Long before the inevitable world came flooding in, the world of college loans and mortgage rates, voicemails and conference calls, before we became the people we’ve become — attorneys and teachers and marketing executives — we were pirates. And every fort we built, every sovereign space we carved into existence, became the thing we needed most: a temporary stay against the wider world. A thin barrier between the banal and our own boundless imaginations. The privileged place where we learned to tell stories to ourselves, about ourselves, woven into this world.

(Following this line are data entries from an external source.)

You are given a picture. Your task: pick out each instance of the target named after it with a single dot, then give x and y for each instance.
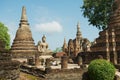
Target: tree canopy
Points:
(101, 70)
(98, 12)
(4, 35)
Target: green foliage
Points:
(101, 70)
(98, 12)
(4, 36)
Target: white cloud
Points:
(50, 27)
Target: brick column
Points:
(64, 62)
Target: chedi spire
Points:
(23, 44)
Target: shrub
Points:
(101, 70)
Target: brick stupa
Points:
(23, 45)
(108, 42)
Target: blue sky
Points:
(54, 18)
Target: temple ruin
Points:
(23, 45)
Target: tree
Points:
(101, 69)
(4, 36)
(98, 12)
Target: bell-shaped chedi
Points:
(23, 44)
(108, 42)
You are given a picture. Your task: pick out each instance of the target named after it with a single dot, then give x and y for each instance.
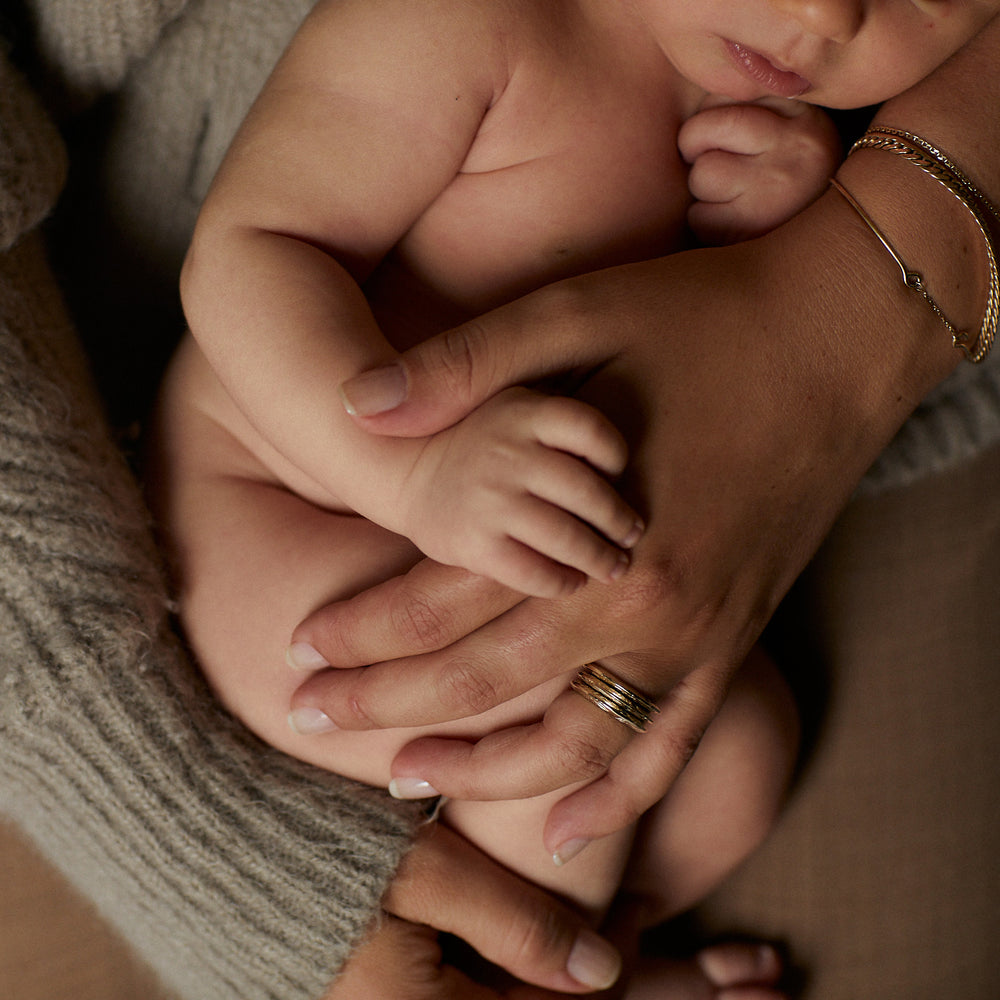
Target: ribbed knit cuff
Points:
(238, 873)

But forts, it turns out, are more than story starters. They are story hatcheries. Story sanctuaries. Not nouns, but verbs. With beating hearts and memories. They remember us, long after we’ve forgotten them. And sometimes, years later, they deliver us back to ourselves.

My son’s question still hangs in the air between our folded bodies.

Are you older?

In the darkness, my fingertips find a plastic dinosaur, a pair of binoculars, his elbow. And then the thing I’m looking for, another thing forgotten and returned.

“Cover me,” I whisper, taking up the flashlight.


David Devine lives and writes in Portland, Oregon.